Although some scholars have called riddle forms insignificant, the study emphasises their
prominence in Lusoga language and culture as qualitative and intellectual features of
communication.
Chapter Three analyses the concept of riddle context and audience with particular reference to
NSS riddling event. This discussion posits that riddles are performed in context by audiences
who author the texts. It is also argued that change in context signifies a change in the riddle and
an entire performance emerges as new.
44
Chapter Four analyses the seven moves of the popular riddle act in Lusoga explaining how these
moves are realised in typical performances. It refers to NSS riddling event held on 21 August
2009 at Mpolyabigere Community Library Nsinze as main case study.
Chapter Five analyses 14 popular riddle performance patterns of in Lusoga with specific
reference to the NSS riddling event. It also demonstrates how the context and audience are
embodied and embedded within the riddle performance event.
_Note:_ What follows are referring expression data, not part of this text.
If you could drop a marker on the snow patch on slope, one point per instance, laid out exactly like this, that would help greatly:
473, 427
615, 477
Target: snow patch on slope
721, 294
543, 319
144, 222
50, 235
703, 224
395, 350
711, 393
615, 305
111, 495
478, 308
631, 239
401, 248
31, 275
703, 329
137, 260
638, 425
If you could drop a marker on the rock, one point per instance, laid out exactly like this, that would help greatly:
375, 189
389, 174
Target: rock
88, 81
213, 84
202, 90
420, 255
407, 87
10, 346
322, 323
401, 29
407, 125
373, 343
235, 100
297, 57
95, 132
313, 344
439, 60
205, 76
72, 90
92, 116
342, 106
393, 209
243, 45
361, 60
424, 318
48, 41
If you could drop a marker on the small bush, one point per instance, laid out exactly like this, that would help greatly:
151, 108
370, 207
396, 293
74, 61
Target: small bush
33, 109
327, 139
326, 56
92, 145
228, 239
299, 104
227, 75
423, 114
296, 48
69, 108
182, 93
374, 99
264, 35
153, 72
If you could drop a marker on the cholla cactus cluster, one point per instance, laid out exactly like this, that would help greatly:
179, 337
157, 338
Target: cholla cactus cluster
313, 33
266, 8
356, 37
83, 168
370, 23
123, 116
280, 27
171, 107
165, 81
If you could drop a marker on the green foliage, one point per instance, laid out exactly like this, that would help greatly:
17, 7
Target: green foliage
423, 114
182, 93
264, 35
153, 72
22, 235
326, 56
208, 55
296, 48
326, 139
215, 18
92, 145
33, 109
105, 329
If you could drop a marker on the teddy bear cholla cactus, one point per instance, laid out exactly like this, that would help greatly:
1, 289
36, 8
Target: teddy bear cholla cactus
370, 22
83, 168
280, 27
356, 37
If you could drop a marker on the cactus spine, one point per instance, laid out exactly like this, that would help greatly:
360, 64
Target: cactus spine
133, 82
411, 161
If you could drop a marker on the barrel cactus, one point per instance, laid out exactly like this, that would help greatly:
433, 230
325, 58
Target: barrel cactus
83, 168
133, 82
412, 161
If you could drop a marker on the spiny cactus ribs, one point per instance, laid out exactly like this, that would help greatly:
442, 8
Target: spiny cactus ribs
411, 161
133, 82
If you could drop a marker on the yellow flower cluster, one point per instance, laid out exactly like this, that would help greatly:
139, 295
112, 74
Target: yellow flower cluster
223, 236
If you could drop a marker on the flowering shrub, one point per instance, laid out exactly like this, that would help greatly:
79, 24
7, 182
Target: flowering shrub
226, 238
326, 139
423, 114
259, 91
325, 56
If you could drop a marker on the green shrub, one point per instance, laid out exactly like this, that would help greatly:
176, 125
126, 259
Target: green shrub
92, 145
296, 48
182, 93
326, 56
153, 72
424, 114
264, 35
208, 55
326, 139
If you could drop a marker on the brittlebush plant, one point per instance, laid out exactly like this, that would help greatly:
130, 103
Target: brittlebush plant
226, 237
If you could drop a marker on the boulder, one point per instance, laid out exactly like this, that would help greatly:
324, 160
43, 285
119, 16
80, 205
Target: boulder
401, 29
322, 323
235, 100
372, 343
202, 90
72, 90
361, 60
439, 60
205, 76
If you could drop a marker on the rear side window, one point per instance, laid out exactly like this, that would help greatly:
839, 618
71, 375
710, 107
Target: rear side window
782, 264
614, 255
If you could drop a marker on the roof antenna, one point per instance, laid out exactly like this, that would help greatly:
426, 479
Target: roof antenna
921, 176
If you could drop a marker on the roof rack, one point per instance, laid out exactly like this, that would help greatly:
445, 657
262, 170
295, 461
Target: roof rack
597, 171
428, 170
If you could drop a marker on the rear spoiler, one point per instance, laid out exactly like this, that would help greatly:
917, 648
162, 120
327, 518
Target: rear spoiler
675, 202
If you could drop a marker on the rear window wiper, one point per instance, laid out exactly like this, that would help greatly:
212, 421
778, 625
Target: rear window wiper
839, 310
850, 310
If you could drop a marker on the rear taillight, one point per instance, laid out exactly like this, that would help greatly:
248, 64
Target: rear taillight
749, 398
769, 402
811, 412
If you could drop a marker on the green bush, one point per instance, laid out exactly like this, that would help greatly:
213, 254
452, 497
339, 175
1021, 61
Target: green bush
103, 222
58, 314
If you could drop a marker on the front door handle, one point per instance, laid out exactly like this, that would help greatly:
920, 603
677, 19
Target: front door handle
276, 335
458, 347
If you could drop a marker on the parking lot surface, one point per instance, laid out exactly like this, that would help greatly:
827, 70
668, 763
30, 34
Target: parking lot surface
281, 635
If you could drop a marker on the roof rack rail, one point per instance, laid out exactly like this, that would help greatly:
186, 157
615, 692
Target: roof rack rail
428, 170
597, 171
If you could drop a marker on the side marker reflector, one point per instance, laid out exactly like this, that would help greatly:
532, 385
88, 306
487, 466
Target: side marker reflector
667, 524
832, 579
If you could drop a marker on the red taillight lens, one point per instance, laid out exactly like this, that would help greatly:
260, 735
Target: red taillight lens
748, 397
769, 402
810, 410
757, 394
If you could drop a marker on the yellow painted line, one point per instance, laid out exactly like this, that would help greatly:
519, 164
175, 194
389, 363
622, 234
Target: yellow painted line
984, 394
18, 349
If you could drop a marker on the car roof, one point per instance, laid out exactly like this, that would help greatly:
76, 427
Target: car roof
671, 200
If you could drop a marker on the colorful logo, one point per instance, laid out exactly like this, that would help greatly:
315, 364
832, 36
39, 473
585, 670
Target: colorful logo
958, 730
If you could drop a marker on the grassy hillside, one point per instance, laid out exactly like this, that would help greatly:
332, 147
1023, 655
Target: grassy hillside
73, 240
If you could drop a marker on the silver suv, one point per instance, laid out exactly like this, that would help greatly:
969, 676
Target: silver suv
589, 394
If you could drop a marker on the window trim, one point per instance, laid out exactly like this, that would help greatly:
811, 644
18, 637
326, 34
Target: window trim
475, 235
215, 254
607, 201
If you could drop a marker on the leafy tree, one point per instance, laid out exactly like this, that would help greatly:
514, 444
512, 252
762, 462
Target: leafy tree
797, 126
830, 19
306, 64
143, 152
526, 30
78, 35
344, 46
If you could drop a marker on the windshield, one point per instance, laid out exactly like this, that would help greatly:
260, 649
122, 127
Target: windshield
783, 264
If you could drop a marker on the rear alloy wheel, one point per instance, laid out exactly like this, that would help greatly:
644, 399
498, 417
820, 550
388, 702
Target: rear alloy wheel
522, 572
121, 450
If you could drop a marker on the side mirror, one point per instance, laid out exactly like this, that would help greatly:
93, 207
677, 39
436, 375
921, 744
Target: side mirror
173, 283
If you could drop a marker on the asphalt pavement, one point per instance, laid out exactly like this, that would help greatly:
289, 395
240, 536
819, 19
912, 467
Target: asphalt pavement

Chapter Six is a textual and contextual analysis of NSS riddling event highlighting the main
thematic domains. The analysis is intended to show how the meanings are arrived at and how the
meaning-making processes in the riddle performance acts create holistic events. This is done
with the understanding that riddles are always there and waiting to be performed; and what
matters most is how they are performed and with what effect and by whom.
Chapter Seven presents the main findings that riddling is an important form of social and artistic
expression among the Basoga invigorated by power of observation, appreciative enquiry,
socialisation, and interpersonal communication. The complete form of the riddle act has seven
moves and altogether, fourteen performance patterns and sixteen thematic domains identified. It
therefore concludes that riddles have both qualitative and intellectual features. Further research is
recommended in the area of the dramatic impact of voice, tone and gestures, (wind, motives,
pace, and body), to the riddle text on the page. The study also suggests a follow up research on
developing and using computer software for documenting and analysing performance features.